I can think of a couple things right away.
She's still on the roster, so if she quit, it was today.
State as well as other schools have people playing sports with felony convictions or pending trials for felony charges yet they are allowed to play. At least she did nothing illegal
1:18, I doubt if she's interested in getting a college degree at all. It's troubling to me that at age 18, her moral compass is so defective that she prizes this kind of notoriety and fleeting fame over an education. She's just another shallow, vacuous nimrod trading on her good looks. But what the hell - she's 18 and can do whatever the hell she wants. I just hope her parents are appropriately mortified.
My son-in-law's little sister is a cheerleader at MSU, and when I saw that header, I thought....Wow oh wow what if that is her? Thankfully no, although she is a stunning girl. Her folks would die of mortification.
Anyway....Work it, Taylor Stone (not your real name)!!! Work it! I'm kind of glad to see the lack of tatoos (or at least showing). I hate the way ink looks on skin.
send us some pics of your son-in-law's sister.
it's about time this site showed some skin.
1:18, I doubt if she's interested in getting a college degree at all.
You don't have to agree with her morals but you have no idea whatsoever whether or not she is serious about earning a degree.
I just glad she isn't my child.
Imagine how proud her mother must be right now! And her father, wow, daddies little girl has certainly grown up! Disgraceful!
More cowbell, baby! More COWBELL!!!
To Paul Mitchell: The website says it was last updated on 9/30/10 so her name on the roster doesn't really mean much other than that she was a cheerleader last September.
Yes, I understand that, but this is NOT Ole Miss, if there was a scandal here, State would fix it and NOT name a building after her.
This is no where near the photo's in Victoria Secrets GO DOGS
Draffen the "daddies little girl's" go to TSUN while independent young women perfectly capable of making adult level decisions for themselves attend MSU.
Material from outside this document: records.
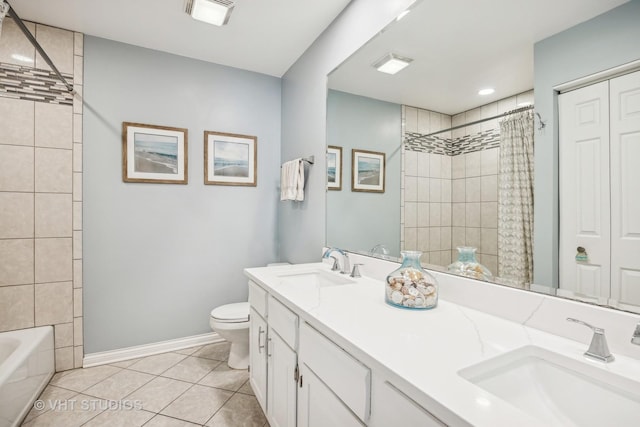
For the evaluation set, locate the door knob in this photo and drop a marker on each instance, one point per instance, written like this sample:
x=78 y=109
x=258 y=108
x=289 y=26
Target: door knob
x=582 y=255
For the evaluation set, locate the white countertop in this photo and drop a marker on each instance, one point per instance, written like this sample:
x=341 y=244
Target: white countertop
x=425 y=348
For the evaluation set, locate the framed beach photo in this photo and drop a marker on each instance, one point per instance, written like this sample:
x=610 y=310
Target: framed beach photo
x=334 y=168
x=230 y=159
x=367 y=171
x=154 y=154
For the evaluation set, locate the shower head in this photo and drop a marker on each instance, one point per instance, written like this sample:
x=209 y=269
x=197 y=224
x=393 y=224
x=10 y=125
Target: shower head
x=4 y=9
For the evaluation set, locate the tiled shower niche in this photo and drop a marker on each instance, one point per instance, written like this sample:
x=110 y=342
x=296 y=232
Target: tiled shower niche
x=41 y=187
x=450 y=182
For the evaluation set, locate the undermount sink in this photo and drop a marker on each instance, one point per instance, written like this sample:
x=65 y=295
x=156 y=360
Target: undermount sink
x=317 y=278
x=558 y=390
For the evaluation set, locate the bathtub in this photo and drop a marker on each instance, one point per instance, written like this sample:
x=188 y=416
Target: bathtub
x=26 y=366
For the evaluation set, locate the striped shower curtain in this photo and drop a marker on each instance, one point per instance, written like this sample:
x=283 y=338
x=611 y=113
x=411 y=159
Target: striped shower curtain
x=515 y=200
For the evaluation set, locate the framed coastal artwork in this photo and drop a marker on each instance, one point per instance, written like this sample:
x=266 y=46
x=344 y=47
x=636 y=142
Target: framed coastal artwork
x=230 y=159
x=334 y=168
x=367 y=171
x=154 y=154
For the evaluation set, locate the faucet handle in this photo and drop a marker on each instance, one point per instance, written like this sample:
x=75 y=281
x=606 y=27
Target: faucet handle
x=635 y=339
x=356 y=270
x=336 y=266
x=598 y=349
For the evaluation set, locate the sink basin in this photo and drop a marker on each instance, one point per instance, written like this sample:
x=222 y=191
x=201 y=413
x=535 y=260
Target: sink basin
x=318 y=278
x=559 y=390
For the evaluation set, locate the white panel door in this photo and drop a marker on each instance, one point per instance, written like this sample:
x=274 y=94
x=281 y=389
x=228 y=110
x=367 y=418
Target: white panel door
x=318 y=406
x=625 y=191
x=258 y=357
x=584 y=191
x=282 y=384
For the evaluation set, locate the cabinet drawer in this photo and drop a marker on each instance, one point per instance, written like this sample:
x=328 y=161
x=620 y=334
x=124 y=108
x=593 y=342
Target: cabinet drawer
x=283 y=321
x=349 y=379
x=258 y=299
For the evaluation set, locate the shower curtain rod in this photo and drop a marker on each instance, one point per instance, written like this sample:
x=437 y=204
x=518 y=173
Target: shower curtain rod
x=39 y=48
x=517 y=110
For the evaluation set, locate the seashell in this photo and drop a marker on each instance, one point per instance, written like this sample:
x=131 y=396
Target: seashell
x=396 y=297
x=409 y=303
x=415 y=275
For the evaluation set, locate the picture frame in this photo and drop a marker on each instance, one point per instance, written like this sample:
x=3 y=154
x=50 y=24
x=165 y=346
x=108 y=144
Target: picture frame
x=230 y=159
x=367 y=171
x=154 y=154
x=334 y=168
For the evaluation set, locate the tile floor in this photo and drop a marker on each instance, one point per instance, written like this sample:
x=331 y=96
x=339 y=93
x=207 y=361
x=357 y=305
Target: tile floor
x=185 y=388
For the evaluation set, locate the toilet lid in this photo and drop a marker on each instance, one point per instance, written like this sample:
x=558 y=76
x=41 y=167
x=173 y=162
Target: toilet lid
x=237 y=312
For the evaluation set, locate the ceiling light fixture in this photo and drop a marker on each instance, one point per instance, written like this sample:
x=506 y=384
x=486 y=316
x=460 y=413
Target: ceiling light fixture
x=391 y=63
x=216 y=12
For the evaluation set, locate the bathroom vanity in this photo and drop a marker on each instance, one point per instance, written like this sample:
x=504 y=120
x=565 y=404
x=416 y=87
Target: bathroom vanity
x=327 y=350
8:15, the fact that she's leaving school before the semester is out to do an MTV/VH1 "reality" show, and speaks openly of her "Playboy career" indicates strongly to me that she has no interest in pursuing undergraduate studies.
But by all means, if she wants fool around on brainless "reality" television, and skirt along on the fringes of the pornography industry, what the hell - it's a free country. But why people are celebrated for that is beyond me.
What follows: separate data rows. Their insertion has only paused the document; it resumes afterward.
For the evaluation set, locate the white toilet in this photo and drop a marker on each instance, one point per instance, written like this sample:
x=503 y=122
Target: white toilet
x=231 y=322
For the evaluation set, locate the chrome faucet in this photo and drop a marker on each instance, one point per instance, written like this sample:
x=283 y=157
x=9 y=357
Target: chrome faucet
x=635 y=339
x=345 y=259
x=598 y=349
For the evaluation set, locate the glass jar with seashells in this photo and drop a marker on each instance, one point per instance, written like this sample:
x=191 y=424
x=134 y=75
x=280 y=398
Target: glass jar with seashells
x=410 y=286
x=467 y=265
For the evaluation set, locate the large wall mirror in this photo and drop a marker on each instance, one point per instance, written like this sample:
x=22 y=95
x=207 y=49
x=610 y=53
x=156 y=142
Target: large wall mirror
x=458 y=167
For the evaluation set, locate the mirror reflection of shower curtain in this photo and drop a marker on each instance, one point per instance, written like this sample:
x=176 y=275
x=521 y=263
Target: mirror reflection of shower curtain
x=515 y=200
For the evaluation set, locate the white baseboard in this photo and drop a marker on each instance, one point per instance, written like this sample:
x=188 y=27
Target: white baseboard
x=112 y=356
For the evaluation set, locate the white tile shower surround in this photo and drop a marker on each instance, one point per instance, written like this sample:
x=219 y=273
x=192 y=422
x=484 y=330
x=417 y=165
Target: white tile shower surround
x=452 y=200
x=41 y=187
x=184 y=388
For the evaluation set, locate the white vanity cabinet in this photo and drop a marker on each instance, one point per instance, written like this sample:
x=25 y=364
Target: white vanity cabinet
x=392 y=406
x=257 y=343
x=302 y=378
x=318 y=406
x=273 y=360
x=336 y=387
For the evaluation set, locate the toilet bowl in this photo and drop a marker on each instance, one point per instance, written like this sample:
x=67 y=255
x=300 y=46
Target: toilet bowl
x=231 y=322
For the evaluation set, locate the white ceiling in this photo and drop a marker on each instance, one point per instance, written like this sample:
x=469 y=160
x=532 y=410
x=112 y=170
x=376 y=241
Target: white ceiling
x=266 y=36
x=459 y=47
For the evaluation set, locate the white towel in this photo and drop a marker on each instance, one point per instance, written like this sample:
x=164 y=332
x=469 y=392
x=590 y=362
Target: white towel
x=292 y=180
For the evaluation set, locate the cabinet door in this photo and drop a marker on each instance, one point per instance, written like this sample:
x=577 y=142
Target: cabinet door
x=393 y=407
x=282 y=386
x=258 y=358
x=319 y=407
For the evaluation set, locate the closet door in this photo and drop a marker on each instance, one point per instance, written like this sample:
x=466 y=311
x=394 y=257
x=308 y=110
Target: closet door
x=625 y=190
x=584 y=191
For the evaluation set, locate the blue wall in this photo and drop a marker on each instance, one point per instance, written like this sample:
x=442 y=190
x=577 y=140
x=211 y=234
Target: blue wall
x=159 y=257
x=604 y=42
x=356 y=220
M-O-N-E-Y. She seems smart enough to get a degree.
i have better pics of her if you need more to post
Got them. Just don't see a way I could post them in this forum.
If Ole Miss is "The School up North," wouldn't that make State "The School Below Us?" Considering the nature of the discussion, this can be interpreted many different ways. Heh.
No, the school below Ole Miss is Holmes Community College.
Holy crap, there is a school BELOW Ole Miss? I guess that would have to be Vandy?
Holmes doubles as a satellite campus for TSUN.